Pedalando a mezzanotte.
E' mezzanotte ed io ho la mia bici blu arrugginita.
Corro nel buio da solo. Pedalo veloce e le tenebre non mi raggiungono, quasi.
Sto ancora cercando una meta, la devo ancora decidere. Per adesso pedalo, e scappo.
Scappo dall’alito caldo della notte che m’insegue e mi sussurra parole cariche d’odio, d’amarezza, di pensieri che ad alta voce nessuno oserebbe mai svelare.
Il caldo mi soffoca e sta per portarmi all’esasperazione, perciò pedalo ancora più veloce. I piedi mi fanno male, e la testa ancora di più.
Sento sulle spalle il carico di uno zaino colmo d’insicurezze e di paure forse infondate o forse no.
Il mio cestino è vuoto, non ho nulla con me. La ruggine mi rattrista e allora quasi rallento preso dal timore di non riuscire ad arrivare a una meta che neanche è stata stabilita.
La bici è vecchia: ha due ruote sgonfie e il sellino un po’ sgangherato. Mi fermo a un semaforo rosso, e riprendo fiato; quel poco che basta per rituffarmi poi nella mia fuga dalle tenebre.
Il futuro, a volte, acceca. Guardo avanti e penso che la luce sia troppo forte e troppo imponente, importante, impressionante.
Quando l’impatto con essa mi porterà nel tenero abbraccio della rassicurazione? Quando tutto ciò che si trova intorno a me, sarà così illuminato da risolvere e chiarire ogni mio dubbio?
La strada è vuota ed io son solo. Pedalo veloce. Pedalo veloce in solitudine.
M’immagino auto blu, rosse e verdi. Ma è solo una vana fantasia del mio subconscio, che mi spinge a desiderare una mano nel pedalare – un piede?
E come un pittore che entra in trance davanti alla sua tela, io mi isolo da ciò che mi circonda e ora neanche il vento mi raggiunge.
Sento un calore dentro di me che si espande e respiro e vivo.
In cielo non ci sono stelle, ma io le posso sentire: percepisco le loro urla, mi chiedono di correre e di andare avanti, di non mollare; le stelle fanno il tifo per me. Ma non m’importa, non ora.
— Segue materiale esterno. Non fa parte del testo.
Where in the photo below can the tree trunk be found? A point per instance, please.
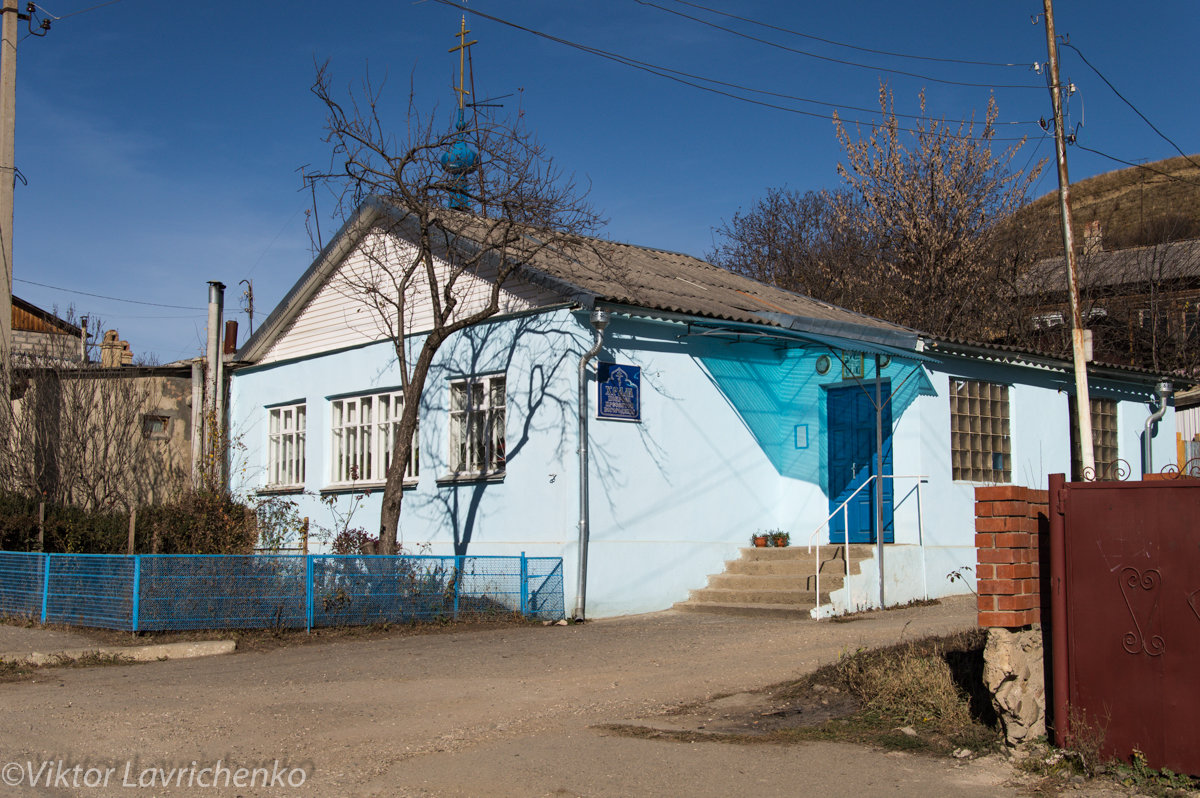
(402, 449)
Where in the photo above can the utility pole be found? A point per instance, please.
(11, 18)
(1078, 334)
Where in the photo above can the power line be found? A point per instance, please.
(76, 13)
(690, 79)
(1139, 166)
(115, 299)
(827, 58)
(1109, 84)
(837, 43)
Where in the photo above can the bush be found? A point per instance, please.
(196, 523)
(67, 529)
(199, 522)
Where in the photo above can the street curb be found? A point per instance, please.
(135, 653)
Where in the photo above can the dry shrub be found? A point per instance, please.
(912, 683)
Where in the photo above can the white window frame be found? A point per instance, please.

Ora devo pedalare.
Mi chiedo dove andrò a finire ma non ci penso troppo; mi pongo delle domande le cui risposte neanche m’interessano.
Ma è a quel punto che cado: un muro, il marciapiede, una macchina che prima non c’era e ora c’è, uno sbando, il piede che scivola.
Sono a terra. Sento che non riuscirò a respirare e allora penso che forse il mio viaggio terminerà lì, incompleto e totalmente inutile. Il vento mi raggiungerà e sarà la fine, una catastrofe.
Poi però il vento stranamente mi si affianca: riprendo a respirare. Sento il mio corpo che si solleva dal suolo, e ora sto fluttuando a due metri da terra. Tre. Quattro. Volo sempre più in alto fin quando la corrente non mi porta davanti un burrone.
La vista è offuscata, i sensi intorpiditi e non bado molto a ciò che mi circonda.
Sto volando. C’è un burrone. La notte mi ha raggiunto. Sono stremato, voglio soltanto chiudere gli occhi. La corsa, la sfida, la meta: nulla di tutto ciò m’interessa più.
Qualcuno mi abbraccia da dietro e un viso si appoggia sulla mia spalla. Un calore piacevole si espande in tutto il mio corpo.
L’ultima cosa che ricordo è il buio.